First steps towards MLOps: Goals, Setup and Initial Operation of an OSS model locally

Back in February I started to take an interest in Artificial Intelligence (AI) given the then recent developments in the field. Since then there has been an explosion of generalized interest in Large Language Models (LLMs), which from where I sit started with the leak of Meta AI's Llama Model. At the time I made a mental note to return later in the year (when I had time) to play around with the technology and investigate applications of Generative AI... Months passed on by with high priority / high stress work commitments dominating my waking hours, culminating in a week long offsite in June.

I resolved to take a 'bi-modal' approach to learning and applying machine learning / AI technology:

  1. Gain an understanding of the art from first principles to form a foundation for effective use of the technology
  2. Download, deploy and apply available technology to gain experience in the application of Generative AI

It might come as no surprise to note that this approach lends itself towards unique challenges as I interleave time to both of these avenues of investigation.

This post describes what steps I took to build out a 'functional' ML stack sufficient to download and run freely available LLMs.

As part of my 'download, deploy and apply' workstream I've built out an AI system with an NVIDIA RTX 6000 ADA card paired with a decent CPU/Mobo/RAM combination as a best effort / cost-conscious approach to exploration. While there are online & cloud providers who provide access to GPUs I have to imagine that my use case is at the bottom of any priority list, which is why I invested in a 'minimum baseload capacity' for GPUs. Assembling the hardware was the easy part...

Getting up to speed on deploying a workable software environment for Machine Learning and AI tasks has been a frustrating experience, which I attribute to the break neck speed at which AI developments are occurring. Dependency management and updating toolchains have dominated my time in this early phase exploration.
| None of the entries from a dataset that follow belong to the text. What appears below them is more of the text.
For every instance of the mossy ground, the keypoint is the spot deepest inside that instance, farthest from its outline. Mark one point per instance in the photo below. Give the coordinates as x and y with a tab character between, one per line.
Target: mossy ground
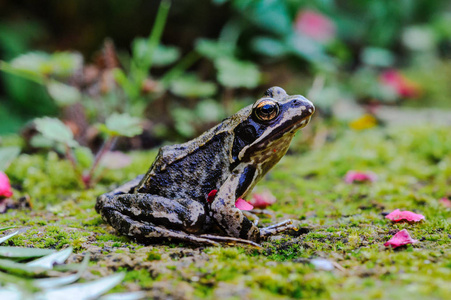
341	222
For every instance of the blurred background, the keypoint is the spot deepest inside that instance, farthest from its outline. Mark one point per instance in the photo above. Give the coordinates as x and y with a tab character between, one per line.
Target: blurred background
183	66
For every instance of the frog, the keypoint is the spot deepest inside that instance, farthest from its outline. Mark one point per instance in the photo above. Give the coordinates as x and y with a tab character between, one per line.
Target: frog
189	192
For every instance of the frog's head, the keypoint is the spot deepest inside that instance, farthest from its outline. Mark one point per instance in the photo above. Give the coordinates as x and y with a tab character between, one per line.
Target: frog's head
269	125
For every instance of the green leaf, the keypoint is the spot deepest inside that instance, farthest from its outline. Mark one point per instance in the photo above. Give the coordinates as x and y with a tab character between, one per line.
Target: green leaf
83	156
55	130
190	86
210	111
6	228
184	120
122	125
378	57
233	73
7	155
272	15
162	56
33	62
80	291
49	260
12	267
63	94
268	46
214	49
40	63
10	294
23	253
6	237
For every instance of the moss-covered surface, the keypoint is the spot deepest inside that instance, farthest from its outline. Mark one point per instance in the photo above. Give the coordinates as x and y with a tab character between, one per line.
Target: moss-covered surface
341	222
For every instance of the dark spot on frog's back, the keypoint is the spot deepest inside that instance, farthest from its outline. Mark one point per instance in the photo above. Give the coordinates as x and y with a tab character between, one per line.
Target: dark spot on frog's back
200	171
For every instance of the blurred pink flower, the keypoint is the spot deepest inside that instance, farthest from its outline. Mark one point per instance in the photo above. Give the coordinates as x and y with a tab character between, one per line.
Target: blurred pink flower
446	202
115	160
262	200
314	25
211	195
356	176
403	86
239	203
5	186
243	204
399	239
406	215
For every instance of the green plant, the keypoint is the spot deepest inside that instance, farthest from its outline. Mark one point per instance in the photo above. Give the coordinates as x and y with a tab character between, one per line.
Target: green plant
54	133
32	273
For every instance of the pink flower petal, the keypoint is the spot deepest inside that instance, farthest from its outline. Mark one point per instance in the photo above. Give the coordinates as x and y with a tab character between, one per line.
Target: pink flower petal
5	186
211	195
262	200
243	204
446	202
402	85
399	239
406	215
314	25
356	176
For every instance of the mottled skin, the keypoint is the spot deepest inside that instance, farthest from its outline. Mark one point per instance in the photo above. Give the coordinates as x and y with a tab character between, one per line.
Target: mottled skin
170	201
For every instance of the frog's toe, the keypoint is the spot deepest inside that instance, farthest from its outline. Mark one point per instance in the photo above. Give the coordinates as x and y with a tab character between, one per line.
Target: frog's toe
277	228
148	232
230	240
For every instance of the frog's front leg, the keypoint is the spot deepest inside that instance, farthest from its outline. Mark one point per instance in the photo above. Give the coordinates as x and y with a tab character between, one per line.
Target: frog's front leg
231	219
223	210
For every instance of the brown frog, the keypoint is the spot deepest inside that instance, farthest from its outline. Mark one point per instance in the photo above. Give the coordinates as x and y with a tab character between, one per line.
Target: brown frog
170	200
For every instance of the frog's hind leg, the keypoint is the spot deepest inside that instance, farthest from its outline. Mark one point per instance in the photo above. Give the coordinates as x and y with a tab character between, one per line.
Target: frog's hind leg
126	188
146	231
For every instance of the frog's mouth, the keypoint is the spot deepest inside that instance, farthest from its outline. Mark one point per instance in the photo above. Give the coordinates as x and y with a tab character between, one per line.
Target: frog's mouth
288	127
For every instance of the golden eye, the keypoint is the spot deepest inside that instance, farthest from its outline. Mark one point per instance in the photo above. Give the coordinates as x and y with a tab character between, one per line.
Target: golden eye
266	110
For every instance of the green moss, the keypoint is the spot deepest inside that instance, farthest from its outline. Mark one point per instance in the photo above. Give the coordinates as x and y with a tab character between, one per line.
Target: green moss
341	222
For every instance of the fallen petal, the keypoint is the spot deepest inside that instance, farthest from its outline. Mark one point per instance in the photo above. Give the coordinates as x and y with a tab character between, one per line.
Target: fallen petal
322	264
399	239
315	25
5	186
356	176
211	195
446	202
262	200
406	215
243	204
115	160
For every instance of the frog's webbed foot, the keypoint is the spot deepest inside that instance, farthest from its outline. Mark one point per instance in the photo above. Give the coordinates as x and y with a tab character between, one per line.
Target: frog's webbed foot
277	228
146	231
230	240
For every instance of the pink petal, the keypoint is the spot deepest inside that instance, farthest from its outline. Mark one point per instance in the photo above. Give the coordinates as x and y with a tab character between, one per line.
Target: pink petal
446	202
243	204
262	200
406	215
315	25
356	176
402	85
211	195
5	186
399	239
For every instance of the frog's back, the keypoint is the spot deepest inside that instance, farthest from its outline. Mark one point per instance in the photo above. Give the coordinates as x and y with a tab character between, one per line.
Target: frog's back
190	170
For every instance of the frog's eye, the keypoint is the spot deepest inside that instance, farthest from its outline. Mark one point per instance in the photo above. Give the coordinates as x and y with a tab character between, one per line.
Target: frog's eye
266	110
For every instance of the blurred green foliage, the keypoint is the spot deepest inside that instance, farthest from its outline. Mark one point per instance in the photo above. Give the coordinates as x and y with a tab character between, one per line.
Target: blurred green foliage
218	50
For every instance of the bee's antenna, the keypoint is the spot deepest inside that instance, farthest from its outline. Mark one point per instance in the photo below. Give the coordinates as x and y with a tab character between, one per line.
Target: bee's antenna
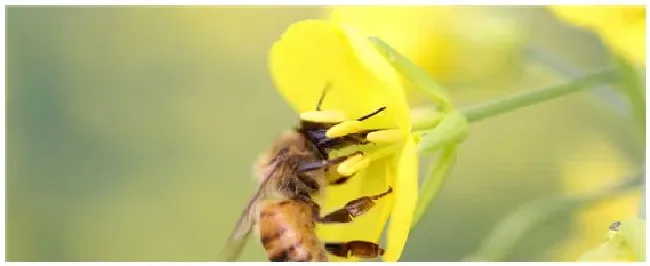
328	85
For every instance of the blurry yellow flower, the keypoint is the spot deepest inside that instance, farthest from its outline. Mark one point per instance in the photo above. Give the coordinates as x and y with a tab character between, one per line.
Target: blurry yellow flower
594	164
453	44
312	53
622	28
625	243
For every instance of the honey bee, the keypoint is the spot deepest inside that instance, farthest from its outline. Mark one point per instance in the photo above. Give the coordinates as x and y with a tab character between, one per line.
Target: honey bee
292	173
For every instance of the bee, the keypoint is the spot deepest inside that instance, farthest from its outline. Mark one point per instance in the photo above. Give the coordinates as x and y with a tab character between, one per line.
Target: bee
283	211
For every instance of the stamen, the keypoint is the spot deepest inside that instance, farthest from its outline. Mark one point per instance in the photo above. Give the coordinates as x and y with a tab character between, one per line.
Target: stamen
344	128
353	165
323	116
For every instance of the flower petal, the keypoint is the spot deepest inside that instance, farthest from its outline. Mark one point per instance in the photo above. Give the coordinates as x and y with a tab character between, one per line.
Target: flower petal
369	226
406	196
314	52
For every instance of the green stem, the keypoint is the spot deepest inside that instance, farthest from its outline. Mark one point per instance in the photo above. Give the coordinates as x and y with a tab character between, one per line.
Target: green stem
635	91
527	98
505	236
416	75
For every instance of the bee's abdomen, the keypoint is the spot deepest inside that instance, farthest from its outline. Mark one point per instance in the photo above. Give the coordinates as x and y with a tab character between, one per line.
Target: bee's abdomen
285	236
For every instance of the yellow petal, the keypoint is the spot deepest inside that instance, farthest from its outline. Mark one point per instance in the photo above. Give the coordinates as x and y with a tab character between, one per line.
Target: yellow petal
368	227
406	196
313	52
628	41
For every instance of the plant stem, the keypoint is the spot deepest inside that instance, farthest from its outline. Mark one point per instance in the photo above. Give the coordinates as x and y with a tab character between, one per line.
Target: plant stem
606	94
635	91
527	98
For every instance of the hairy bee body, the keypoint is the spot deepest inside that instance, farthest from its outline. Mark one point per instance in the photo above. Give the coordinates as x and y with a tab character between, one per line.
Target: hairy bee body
287	232
292	174
286	226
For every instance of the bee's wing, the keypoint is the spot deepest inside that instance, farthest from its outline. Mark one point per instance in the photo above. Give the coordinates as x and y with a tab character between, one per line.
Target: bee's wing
239	236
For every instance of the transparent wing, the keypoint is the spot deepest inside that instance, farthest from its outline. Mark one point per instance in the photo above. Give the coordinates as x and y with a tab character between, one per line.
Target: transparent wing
239	236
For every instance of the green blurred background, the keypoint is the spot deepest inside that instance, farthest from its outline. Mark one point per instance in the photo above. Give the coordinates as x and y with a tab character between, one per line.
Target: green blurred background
131	131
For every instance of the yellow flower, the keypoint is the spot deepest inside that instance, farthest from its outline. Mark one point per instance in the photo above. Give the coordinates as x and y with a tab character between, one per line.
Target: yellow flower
312	53
442	40
594	164
625	242
622	28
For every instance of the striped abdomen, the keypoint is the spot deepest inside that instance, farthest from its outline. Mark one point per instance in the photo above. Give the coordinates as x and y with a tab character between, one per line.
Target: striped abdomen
287	232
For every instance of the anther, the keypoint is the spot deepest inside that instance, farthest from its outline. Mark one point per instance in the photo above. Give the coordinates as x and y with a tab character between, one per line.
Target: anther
323	116
344	128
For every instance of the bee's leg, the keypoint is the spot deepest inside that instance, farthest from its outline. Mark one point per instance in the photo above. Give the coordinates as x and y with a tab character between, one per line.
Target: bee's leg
360	249
352	209
310	166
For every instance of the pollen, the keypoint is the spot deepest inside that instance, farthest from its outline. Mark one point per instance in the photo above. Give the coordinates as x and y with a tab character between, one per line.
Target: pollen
387	136
323	116
344	128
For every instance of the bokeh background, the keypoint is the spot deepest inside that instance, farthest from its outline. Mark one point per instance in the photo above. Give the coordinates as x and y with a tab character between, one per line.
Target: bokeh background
131	131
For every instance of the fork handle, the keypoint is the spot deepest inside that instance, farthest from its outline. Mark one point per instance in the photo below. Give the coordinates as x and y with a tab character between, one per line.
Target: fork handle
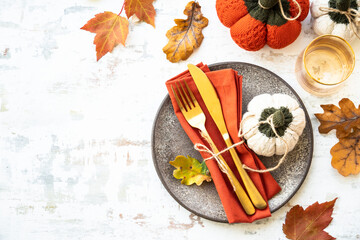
253	192
239	190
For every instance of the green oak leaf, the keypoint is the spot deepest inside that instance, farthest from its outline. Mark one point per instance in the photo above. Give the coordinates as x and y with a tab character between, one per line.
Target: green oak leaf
190	170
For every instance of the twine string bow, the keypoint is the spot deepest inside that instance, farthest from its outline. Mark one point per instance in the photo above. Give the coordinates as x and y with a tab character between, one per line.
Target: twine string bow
351	14
202	148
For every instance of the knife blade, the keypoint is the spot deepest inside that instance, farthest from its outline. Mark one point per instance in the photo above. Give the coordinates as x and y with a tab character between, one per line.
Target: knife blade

As a result I've entered the world of MLOps.


This is what I did to get a workable environment to start playing around with LLMs:

Installed Ubuntu 22.04

  • Configured ZFS with encryption
  • apt install git git-lfs build-essential
    • git-lfs is required for pulling data from huggingface

Install the CUDA Toolkit


  • I can't stress how important it is to reboot after installing the NVIDIA CUDA Toolkit... Things were broken on my system until I did this...

Verify that CUDA is available!

  • python -m torch.utils.collect_env | grep CUDA
    • Ensure that you see 'True' for 'Is CUDA available:'

Download the oobabooga text-generation-webui:

Install conda

  • curl -sL "" > ""
  • chmod +x && ./
  • conda create -n textgen python=3.10.9
    • Installed to a custom directory
    • Said ‘yes’ to the license
    • Said ‘yes’ to proceed
  • ‘Activated’ the conda
    • conda activate textgen

Install python packages:

  • conda activate textgen
  • pip3 install install torch torchvision torchaudio datasets


  • Install python requirements
    • pip install -r requirements.txt

For GPU acceleration

  • pip uninstall -y llama-cpp-python
    • CMAKE_ARGS="-DLLAMA_CUBLAS=on" FORCE_CMAKE=1 pip install llama-cpp-python --no-cache-dir
      • This will compile llama-cpp-python with GPU support

Operating text-generation-webui (aka oobabooga)
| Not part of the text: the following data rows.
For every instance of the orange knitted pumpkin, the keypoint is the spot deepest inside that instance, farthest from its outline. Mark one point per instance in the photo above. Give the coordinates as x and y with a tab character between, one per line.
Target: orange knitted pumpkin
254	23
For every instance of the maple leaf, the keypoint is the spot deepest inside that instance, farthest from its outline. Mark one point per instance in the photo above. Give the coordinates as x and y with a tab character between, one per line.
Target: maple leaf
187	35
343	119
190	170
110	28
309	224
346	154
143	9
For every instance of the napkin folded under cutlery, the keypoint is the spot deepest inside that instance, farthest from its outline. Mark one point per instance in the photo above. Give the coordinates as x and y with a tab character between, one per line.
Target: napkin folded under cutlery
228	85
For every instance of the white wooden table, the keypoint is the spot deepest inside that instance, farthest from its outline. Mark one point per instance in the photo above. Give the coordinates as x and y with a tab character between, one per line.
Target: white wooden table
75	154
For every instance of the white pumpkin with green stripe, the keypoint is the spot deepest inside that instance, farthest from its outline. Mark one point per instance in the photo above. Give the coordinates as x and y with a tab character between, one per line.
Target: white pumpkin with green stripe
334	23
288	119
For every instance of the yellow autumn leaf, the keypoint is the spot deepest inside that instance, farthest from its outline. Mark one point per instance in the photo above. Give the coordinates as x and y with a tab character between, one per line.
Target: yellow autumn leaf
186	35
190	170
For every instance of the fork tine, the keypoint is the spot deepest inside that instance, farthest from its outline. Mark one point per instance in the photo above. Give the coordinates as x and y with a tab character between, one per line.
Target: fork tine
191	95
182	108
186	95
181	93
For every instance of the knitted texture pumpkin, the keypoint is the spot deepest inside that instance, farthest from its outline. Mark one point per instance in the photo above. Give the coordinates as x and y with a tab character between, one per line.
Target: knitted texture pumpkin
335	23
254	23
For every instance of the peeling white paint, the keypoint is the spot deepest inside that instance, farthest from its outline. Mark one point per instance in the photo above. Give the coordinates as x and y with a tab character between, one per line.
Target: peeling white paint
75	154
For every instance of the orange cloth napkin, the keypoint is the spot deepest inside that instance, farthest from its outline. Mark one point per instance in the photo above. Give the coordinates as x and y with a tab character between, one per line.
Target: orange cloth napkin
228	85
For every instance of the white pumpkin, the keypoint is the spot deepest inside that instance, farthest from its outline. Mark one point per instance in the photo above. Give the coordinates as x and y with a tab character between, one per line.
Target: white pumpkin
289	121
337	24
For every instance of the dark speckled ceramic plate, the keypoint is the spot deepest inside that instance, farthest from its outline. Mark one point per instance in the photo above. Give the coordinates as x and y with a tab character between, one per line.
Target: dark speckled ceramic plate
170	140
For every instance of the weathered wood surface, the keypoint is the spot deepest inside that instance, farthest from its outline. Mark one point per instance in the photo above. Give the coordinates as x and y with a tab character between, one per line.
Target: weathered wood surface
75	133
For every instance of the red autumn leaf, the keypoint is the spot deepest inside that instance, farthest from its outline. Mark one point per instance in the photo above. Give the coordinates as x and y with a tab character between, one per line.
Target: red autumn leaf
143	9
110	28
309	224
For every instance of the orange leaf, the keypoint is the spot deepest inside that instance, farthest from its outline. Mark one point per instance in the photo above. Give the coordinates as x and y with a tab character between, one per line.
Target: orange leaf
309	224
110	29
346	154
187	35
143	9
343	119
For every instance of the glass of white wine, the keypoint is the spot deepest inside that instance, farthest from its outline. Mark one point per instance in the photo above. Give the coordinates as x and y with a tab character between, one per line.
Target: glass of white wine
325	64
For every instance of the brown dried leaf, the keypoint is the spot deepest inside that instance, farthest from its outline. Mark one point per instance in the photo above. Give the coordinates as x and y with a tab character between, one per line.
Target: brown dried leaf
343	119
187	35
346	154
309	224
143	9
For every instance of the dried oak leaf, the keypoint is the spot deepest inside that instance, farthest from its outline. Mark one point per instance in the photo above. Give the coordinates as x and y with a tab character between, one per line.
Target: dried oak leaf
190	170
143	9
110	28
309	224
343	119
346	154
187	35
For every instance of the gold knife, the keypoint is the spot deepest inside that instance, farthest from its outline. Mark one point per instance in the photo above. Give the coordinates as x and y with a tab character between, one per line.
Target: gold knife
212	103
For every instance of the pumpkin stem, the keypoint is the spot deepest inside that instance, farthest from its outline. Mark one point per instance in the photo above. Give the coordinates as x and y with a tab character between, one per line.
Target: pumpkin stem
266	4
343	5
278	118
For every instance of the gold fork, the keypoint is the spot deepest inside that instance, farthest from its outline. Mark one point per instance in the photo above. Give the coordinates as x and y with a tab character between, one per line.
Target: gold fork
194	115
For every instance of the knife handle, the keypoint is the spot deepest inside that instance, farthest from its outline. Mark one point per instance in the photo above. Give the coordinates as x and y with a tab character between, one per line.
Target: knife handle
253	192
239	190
Open a shell and type something like this one-liner (be sure to replace your paths!)

$ conda activate textgen && cd /aiml/oobabooga/text-generation-webui/ && python --trust-remote-code --api --listen --extensions superbooga
  • The --api --listen flags lets the interface be callable from outside the machine (outside of localhost)
  • --extensions superbooga loads the extension for using file data as part of queries. There are other extensions you can load as well...
  • --trust-remote-code seems to be required for most models as they aren't built in and require executing the model code you download

The terminal will let you know what port you can use to browse to the Web UI

Downloading a Model for use in text-generation-webui (oobabooga)
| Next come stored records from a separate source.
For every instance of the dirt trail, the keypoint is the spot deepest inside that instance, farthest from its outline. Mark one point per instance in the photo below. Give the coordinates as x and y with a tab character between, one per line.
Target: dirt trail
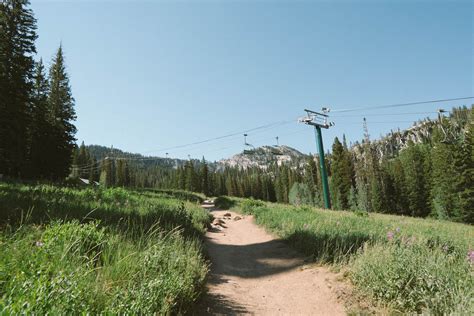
253	273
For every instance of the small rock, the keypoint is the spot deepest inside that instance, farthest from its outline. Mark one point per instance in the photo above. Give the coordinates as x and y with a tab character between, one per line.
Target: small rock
218	221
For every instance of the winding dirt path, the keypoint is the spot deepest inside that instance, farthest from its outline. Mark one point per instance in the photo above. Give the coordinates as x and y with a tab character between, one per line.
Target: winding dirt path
253	273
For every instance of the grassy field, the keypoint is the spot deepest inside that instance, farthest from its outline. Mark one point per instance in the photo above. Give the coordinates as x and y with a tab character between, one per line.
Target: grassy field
110	251
407	264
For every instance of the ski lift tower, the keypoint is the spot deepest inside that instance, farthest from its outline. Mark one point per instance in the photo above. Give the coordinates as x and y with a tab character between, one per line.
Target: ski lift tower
320	120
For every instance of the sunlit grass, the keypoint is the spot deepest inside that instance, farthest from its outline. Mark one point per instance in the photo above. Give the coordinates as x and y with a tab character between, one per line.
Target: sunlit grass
109	251
410	264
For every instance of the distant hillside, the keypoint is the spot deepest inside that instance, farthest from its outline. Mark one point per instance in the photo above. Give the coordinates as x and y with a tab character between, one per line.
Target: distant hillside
452	125
262	157
100	152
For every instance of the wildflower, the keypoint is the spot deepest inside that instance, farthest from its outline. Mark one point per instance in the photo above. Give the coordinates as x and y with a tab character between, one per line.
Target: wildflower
390	235
470	256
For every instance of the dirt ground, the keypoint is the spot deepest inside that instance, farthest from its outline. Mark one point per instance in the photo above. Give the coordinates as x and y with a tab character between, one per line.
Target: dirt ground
254	273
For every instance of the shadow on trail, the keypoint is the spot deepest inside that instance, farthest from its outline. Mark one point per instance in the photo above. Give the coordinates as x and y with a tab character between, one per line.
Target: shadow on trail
250	261
217	304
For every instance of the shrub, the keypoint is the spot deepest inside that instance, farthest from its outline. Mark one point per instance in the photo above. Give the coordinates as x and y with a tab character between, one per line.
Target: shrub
300	194
248	206
224	202
414	278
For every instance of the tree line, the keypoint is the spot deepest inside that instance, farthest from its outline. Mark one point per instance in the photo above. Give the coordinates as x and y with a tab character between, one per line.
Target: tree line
432	176
36	103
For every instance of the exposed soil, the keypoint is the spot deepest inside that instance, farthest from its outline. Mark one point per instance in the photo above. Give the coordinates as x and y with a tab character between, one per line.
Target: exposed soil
254	273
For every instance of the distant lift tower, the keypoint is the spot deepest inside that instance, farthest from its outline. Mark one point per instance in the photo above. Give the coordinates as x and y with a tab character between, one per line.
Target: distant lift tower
320	120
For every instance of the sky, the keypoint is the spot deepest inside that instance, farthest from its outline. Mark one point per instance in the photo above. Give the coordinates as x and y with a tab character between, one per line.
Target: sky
149	76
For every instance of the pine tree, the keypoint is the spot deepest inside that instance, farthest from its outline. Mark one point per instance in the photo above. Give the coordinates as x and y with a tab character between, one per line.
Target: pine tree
17	46
61	107
204	177
416	169
40	129
464	164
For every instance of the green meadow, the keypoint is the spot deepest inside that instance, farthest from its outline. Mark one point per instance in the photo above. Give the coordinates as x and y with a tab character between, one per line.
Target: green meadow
111	251
410	265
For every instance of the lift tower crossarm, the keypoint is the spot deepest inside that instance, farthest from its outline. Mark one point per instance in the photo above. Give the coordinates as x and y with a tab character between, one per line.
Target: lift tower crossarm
311	120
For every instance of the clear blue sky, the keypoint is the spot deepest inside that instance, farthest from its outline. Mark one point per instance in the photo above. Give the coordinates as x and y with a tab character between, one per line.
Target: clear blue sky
148	75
There is a convenient python script included that you can use to pull models if you have their huggingface identifier (named For example:

$ python TheBloke/Llama-2-70B-chat-GPTQ
  • This pulls down the Quantized version of Llama-2-70B that TheBloke made available to the community
  • Other HuggingFace models can be pulled down as well

What about upgrades (MLOps)?

I'm glad you asked... they can be a pain! This is what I had to do when I upgraded from CUDA 12.1 to 12.2 (in support of running the Llama 2 model which came out recently):

  1. Update CUDA:
  2. reboot
  3. git pull from within the text-generation-webui directory
    • This ensures that you get the latest updates from upstream
  4. Update package versions used by text-generation-webui
    • cd /path/to/text-generation/webui
    • pip freeze > requirements.textgen.complete.txt
    • pip install -r requirements.textgen.complete.txt --upgrade
    • pip install --upgrade transformers
    • pip install --upgrade bitsandbytes
  5. After updating all of this, I loaded the text-generation-webui
    • And I had to wait about 5 minutes for it to spin after starting up before I could load a model

Hopefully all this will be useful to someone (perhaps even myself in a few weeks LOL).